There are many ways to teach our children that they have choices in how they use the energy of their desires. Self-discipline can fuel our creative expression, build self-respect, sustain a friendship and give us real pleasure. For example:

  • Validate our 4 year old’s demand for sweets and ask him to turn the energy of his desire into a dance. Join the dance and watch the mood change.
  • Help an older child understand why some kids have such a hard time staying out of trouble by explaining what happens when desires are in control (much like a horse being in control of the carriage).
  • On a long car ride, show everyone how their desire to move can be converted into a song, poem or some really silly jokes. Talk about how the energy is changing from one thing into another—that gratifying a desire is not the only choice.
  • Allow the energy to ripen once in a while. Make a wonderful dinner. When appetites are strong, sit down together and take a few minutes to really smell the food and feel the presence of your family sitting with such abundance. When you’re ready to start eating, wait just a moment longer and feel, as a family, the energy building within you. Then, take the first bite as slowly as you can and look around at each other as you begin to really enjoy the food. Eating is so much more fun when we are hungry.

Guarding Our Senses

Desires come to us through our five senses and are constantly being manipulated by our environment. If our children are going to be intelligent media consumers, they need to know that the energy of their desires can be increased by what they see and hear. Even very young children can become allies in guarding their senses from inappropriate stimulation. A 3-year-old can tell you that his eyes want some chocolate cake but his belly says “no.” Children as young as 4 can recognize that hearing a scary story can make them have a bad dream. Older children can be empowered to become detectives of media manipulation.
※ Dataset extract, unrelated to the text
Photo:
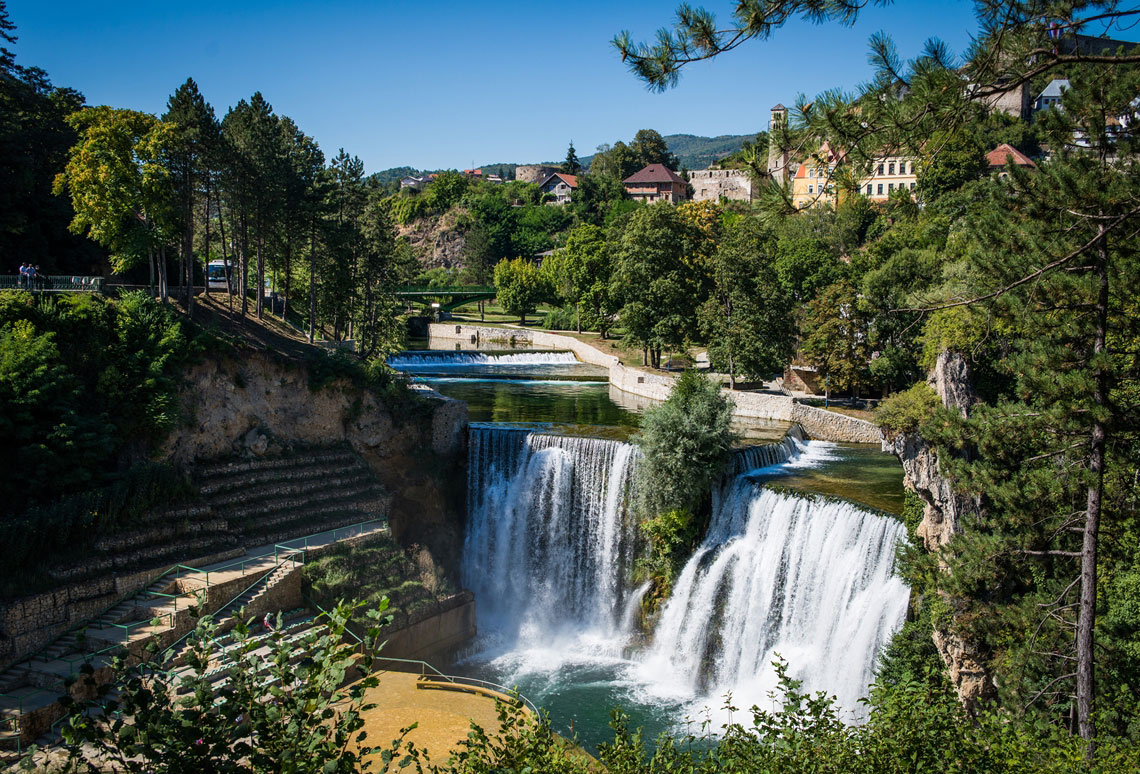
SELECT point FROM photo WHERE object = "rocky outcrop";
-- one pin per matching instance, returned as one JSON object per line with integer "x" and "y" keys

Our children like to hear about our own struggles with self-discipline and how we have learned to protect our senses from things that would get us into trouble. Teaching them to be the guardians of their own senses protects them when we are not there to do the job.

When we look beneath the noise of their demands, we find that children are afraid of the strength of their desires and are looking for our assistance in finding positive ways of understanding and controlling them. They are eager to show us how competent and strong they are. When we take the time to help them develop the muscle of self-discipline, we give them the freedom and power to say “no” and the true pleasure of saying “yes.”